1.   Au sens de la présente Convention, l'expression " résident d'un Etat " désigne toute personne qui, en vertu de la législation de cet Etat, est assujettie à l'impôt dans cet Etat, en raison de son domicile, de sa résidence, de son siège de direction ou de tout autre critère de nature analogue. Toutefois, cette expression ne comprend pas les personnes qui ne sont assujetties à l'impôt dans cet Etat que pour les revenus de sources situées dans cet Etat ou pour la fortune qui y est située.

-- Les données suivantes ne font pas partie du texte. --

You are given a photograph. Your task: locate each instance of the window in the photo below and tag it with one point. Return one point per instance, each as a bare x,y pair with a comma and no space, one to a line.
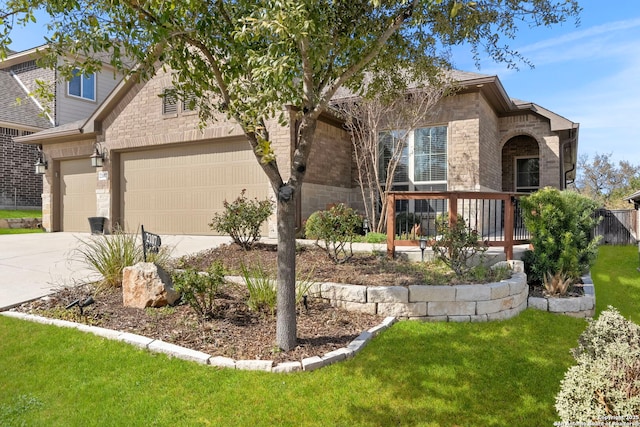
422,161
527,174
171,105
82,86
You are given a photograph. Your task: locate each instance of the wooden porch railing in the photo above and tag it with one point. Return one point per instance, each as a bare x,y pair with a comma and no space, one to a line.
495,216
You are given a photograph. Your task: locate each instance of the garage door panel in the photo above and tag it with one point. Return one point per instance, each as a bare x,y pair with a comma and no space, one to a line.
78,194
177,190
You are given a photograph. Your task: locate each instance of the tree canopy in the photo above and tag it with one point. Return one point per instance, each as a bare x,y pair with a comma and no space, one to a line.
249,58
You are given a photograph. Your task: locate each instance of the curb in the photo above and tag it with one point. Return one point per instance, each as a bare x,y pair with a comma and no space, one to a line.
178,352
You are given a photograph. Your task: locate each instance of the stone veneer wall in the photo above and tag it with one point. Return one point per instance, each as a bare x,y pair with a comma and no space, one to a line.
458,303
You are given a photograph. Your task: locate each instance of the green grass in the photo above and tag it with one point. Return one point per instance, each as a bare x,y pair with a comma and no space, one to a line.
425,374
617,280
415,374
11,213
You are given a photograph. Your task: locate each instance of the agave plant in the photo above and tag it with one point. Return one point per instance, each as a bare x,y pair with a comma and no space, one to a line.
557,284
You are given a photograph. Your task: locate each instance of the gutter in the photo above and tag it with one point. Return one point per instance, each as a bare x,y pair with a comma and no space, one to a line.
35,101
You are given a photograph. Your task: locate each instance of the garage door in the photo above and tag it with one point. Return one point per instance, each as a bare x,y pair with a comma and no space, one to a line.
78,193
176,190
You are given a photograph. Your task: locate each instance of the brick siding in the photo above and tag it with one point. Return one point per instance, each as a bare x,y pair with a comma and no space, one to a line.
19,185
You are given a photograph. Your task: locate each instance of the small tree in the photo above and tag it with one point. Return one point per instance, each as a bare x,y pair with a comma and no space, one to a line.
242,219
560,224
398,114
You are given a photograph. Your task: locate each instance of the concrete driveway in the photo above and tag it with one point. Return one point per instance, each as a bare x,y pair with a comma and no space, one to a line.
35,265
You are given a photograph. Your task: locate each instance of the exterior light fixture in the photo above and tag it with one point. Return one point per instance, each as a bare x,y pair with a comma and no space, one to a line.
423,245
41,162
97,158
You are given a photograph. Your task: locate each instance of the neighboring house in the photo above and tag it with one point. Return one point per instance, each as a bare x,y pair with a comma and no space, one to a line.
22,114
162,171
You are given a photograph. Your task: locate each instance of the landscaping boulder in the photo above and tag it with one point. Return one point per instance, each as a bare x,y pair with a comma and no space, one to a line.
147,285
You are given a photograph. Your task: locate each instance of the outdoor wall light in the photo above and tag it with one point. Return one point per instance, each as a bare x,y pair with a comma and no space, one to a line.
423,245
41,162
97,158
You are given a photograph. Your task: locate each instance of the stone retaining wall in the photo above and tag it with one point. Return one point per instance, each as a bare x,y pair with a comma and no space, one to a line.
458,303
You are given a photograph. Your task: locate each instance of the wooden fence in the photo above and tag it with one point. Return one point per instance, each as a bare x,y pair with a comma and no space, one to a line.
494,216
617,227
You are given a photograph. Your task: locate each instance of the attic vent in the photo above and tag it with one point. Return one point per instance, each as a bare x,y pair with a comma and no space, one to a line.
189,100
9,132
23,67
169,102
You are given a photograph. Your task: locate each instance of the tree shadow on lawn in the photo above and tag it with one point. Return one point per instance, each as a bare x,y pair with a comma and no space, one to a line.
496,373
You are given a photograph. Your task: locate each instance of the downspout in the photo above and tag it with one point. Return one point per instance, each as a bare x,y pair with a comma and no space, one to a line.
571,140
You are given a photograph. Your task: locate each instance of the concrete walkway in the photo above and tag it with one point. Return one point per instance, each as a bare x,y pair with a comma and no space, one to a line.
35,265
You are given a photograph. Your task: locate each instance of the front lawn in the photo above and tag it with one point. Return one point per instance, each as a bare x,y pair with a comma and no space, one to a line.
431,374
16,213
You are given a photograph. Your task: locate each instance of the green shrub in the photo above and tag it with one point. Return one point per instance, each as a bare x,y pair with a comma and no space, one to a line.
336,228
242,219
456,245
372,237
108,255
605,384
199,290
560,224
262,289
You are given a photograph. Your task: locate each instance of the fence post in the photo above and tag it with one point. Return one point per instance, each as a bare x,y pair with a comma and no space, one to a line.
391,225
453,209
509,203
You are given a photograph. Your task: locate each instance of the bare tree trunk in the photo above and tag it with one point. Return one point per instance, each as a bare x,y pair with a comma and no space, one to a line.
286,310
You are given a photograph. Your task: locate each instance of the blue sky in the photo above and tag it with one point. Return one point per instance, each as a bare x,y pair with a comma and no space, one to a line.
589,74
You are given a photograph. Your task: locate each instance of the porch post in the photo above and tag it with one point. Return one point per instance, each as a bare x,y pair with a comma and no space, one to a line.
509,202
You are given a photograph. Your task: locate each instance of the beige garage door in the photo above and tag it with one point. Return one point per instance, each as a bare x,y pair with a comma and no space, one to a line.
176,190
78,194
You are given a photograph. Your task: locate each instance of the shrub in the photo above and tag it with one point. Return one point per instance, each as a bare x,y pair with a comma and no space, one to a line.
262,289
605,384
336,228
456,245
242,219
560,224
199,290
373,237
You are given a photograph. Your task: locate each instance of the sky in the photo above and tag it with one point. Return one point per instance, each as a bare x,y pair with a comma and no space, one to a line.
589,74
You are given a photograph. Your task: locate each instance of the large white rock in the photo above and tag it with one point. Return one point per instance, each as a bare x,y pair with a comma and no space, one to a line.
147,285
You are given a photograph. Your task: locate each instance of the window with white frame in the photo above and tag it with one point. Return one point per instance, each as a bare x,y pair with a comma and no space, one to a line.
82,85
422,161
422,164
527,172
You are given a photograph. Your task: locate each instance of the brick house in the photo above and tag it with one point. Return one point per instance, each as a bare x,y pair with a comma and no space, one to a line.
162,171
22,114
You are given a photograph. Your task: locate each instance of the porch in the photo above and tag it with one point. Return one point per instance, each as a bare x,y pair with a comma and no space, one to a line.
496,217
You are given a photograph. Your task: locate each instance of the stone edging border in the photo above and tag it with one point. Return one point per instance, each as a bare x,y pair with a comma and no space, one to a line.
172,350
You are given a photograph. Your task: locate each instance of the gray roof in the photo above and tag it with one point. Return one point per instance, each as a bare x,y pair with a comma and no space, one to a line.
24,113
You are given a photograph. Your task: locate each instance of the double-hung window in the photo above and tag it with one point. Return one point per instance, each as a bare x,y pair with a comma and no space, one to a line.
527,174
82,85
421,156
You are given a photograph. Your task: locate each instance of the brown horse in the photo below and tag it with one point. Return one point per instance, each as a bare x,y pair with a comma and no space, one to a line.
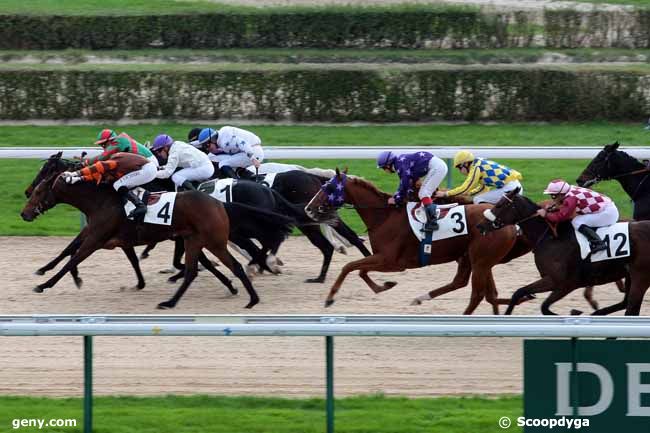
201,221
395,248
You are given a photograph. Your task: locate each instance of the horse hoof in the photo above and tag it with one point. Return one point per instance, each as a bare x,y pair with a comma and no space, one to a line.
315,280
252,303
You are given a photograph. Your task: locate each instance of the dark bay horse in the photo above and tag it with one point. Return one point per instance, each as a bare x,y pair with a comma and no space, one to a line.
201,221
55,165
634,177
558,258
395,248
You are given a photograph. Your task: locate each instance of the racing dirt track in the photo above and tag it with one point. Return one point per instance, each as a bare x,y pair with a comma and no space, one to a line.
279,366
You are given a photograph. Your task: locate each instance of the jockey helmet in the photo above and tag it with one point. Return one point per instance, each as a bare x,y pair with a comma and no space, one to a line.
386,159
193,135
163,140
104,136
557,186
206,135
463,157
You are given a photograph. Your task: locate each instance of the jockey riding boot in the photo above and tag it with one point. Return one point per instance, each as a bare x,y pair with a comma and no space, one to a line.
187,186
229,172
432,220
140,208
595,243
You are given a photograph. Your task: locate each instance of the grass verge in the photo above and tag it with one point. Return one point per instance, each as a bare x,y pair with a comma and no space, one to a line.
203,414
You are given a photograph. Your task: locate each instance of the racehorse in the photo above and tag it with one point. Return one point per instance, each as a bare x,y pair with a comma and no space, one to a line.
395,248
634,177
55,165
201,221
558,258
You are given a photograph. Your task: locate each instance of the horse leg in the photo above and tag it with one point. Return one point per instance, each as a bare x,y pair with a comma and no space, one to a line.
87,247
555,296
227,259
317,239
589,296
638,288
192,250
375,262
133,259
374,286
207,263
147,250
526,292
463,272
349,235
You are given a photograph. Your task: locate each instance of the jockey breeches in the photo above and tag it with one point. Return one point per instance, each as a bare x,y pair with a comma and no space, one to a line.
200,173
238,160
139,177
605,217
437,172
493,196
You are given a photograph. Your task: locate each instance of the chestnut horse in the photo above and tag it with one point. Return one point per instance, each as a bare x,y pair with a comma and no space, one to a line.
201,221
395,248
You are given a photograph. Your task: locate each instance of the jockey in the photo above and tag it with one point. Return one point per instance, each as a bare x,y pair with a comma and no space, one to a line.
232,148
194,164
483,174
113,143
410,167
592,210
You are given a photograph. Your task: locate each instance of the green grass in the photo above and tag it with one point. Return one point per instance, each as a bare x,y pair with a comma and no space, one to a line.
62,220
280,55
203,414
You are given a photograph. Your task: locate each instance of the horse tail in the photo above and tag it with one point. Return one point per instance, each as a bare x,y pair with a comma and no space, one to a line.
324,173
296,211
255,220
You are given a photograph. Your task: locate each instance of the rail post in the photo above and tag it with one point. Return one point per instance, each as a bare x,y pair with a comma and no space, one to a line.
329,373
88,384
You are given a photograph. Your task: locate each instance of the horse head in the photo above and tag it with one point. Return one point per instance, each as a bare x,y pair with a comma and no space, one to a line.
329,198
42,198
513,208
610,163
53,165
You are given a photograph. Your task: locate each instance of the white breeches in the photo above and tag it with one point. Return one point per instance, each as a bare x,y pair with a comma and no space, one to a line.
437,172
200,173
139,177
493,196
238,160
605,217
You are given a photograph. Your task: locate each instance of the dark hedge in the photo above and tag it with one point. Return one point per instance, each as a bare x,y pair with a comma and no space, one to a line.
326,95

2.   Lorsque, selon les dispositions du paragraphe 1, une personne physique est un résident des deux Etats, sa situation est réglée de la manière suivante :

a)   Cette personne est considérée comme un résident de l'Etat où elle dispose d'un foyer d'habitation permanent ; si elle dispose d'un foyer d'habitation permanent dans les deux Etats, elle est considérée comme un résident de l'Etat où se trouve le centre de ses intérêts vitaux ;

b)  Si l'Etat où cette personne a le centre de ses intérêts vitaux ne peut pas être déterminé, ou si elle ne dispose d'un foyer d'habitation permanent dans aucun des Etats, elle est considérée comme un résident de l'Etat où elle séjourne de façon habituelle ;

c)  Si cette personne séjourne de façon habituelle dans les deux Etats ou si elle ne séjourne de façon habituelle dans aucun d'eux, elle est considérée comme un résident de l'Etat dont elle possède la nationalité ;

d)   Si cette personne possède la nationalité des deux Etats ou si elle ne possède la nationalité d'aucun d'eux, les autorités compétentes des Etats tranchent la question d'un commun accord.

3.   Lorsque, selon les dispositions du paragraphe 1, une personne autre qu'une personne physique est un résident des deux Etats, elle est considérée comme un résident de l'Etat où son siège de direction effective est situé.